Auf allen war das Gesicht ihres Vaters eingeprägt.
Jans Frau Mio sind die Bekanntschaften ihres Mannes
allerdings nicht ganz geheuer. „Auf einem Pfadfindertreffen in Australien
gab der schwedische König Mio etwas zu trinken. Doch sie schrak zurück und
sagte ‚Nein, danke, denn mit einem König konnte sie nicht aus dem
gleichen Glas trinken," erzählt Jan Olav lachend.

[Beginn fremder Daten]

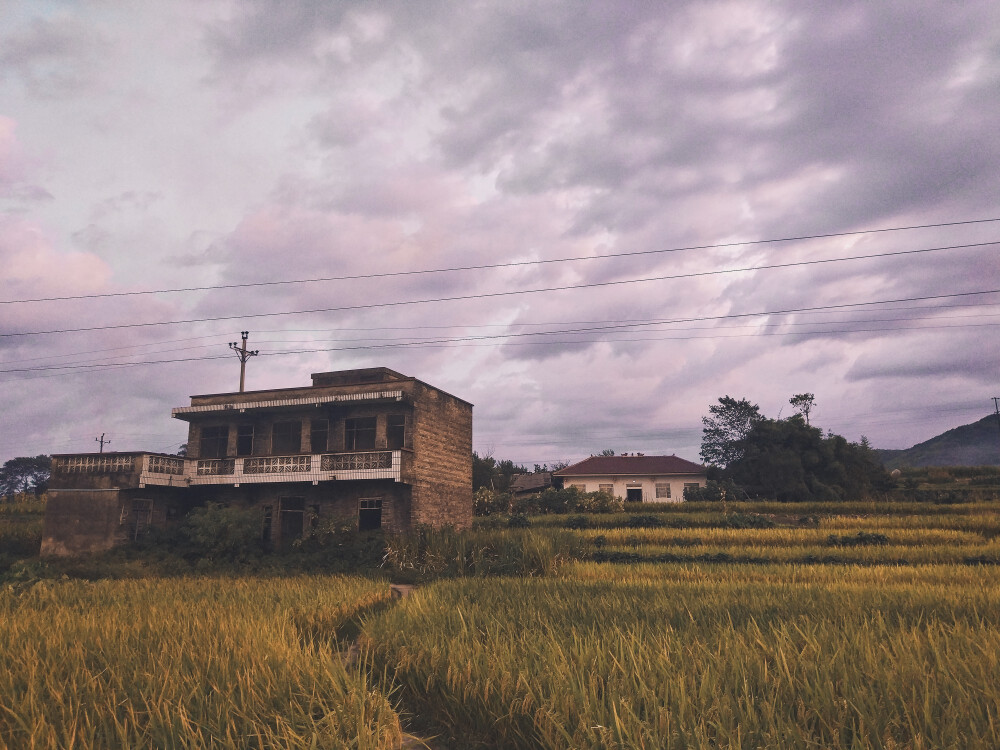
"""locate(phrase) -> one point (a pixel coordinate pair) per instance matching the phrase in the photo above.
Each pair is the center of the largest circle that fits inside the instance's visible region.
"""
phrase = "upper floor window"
(359, 434)
(214, 441)
(319, 433)
(286, 437)
(395, 431)
(244, 440)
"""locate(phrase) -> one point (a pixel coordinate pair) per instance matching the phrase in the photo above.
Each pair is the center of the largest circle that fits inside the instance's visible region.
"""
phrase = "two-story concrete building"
(370, 447)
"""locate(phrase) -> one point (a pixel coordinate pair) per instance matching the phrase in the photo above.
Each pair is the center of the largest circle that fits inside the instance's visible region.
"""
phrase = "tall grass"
(730, 661)
(193, 663)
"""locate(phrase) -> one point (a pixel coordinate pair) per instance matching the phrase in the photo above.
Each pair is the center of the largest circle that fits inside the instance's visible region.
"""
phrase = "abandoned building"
(369, 447)
(635, 477)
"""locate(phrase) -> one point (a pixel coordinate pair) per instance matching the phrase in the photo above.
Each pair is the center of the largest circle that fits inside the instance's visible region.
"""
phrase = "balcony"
(150, 469)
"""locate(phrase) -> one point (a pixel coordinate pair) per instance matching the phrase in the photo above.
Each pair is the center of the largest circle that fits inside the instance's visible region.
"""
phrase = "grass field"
(866, 625)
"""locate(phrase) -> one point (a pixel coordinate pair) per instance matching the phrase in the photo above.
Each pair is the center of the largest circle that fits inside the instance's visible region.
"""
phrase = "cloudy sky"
(581, 217)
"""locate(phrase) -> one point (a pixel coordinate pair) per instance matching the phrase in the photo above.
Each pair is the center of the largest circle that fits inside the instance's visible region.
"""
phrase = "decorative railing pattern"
(94, 464)
(357, 461)
(276, 464)
(216, 466)
(164, 465)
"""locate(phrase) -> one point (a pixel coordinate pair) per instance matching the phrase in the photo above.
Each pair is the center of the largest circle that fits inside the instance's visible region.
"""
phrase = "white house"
(635, 477)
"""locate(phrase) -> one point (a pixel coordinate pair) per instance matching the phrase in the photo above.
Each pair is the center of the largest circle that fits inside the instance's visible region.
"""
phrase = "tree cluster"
(25, 474)
(787, 459)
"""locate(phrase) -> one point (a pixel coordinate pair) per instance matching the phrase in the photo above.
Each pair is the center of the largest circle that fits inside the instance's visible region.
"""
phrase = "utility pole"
(244, 355)
(996, 407)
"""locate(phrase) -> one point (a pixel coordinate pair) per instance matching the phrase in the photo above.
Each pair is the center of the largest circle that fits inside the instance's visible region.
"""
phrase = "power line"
(512, 264)
(610, 327)
(491, 295)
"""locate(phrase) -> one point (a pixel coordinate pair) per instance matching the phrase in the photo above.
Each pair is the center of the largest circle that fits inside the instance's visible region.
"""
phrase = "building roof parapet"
(181, 411)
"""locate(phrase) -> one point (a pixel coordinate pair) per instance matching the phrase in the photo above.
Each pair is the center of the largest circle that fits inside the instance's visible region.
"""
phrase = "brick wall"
(442, 459)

Neben seinen geschäftlichen Aktivitäten als
Münzsammler ist Jan Olav seit ca. 19 Jahren auch Vizepräsident des
Numismatikerverbandes Thailands und engagiert sich im Rotary-Klub
Jomtien-Pattaya, bei den Freimaurern und ist Kassier beim Klub der Chaine de
Rotisseurs. In seiner Freizeit mag er es, am Strand zu laufen oder mit dem
Fahrrad zu fahren. Einmal wollte er auch Golf lernen und besuchte eine Woche
lang eine Golfschule. Doch dann litt er unter Herzproblemen und musste zum
Arzt. „Der Arzt konnte aber gar nichts feststellen und fragte mich nur, ob
ich viel Golf gespielt hätte. Ganz offensichtlich hatte ich kein Problem
mit dem Herzen, sondern nur Muskelkater in einem Muskel, den ich bisher noch
nie verwendet hatte."
Vielleicht sollte er die seltene, große und schwere
80-Baht-Münzen Kugel einmal zum Muskeltraining verwenden, fragte ich - und
Jan lachte dazu.
Alle anderen Münzen wiegen wenig auf der Waage, doch viel in der
Geschichte eines Landes und im Wert der Münzsammler. Jan Olav bereitet sich
jetzt auf eine Ausstellung zum 100. Jahrestag der thailändischen Banknoten
im Dezember in Bangkok vor. Dort soll die Geschichte des thailändischen
Geldes umfassend dargestellt werden und Jan Olav kann viele seiner
Sammelstücke einbringen. Und vielleicht kommt auch wieder Seine Majestät
der König vorbei, um dem Experten Jan Olav die Hand zu schütteln.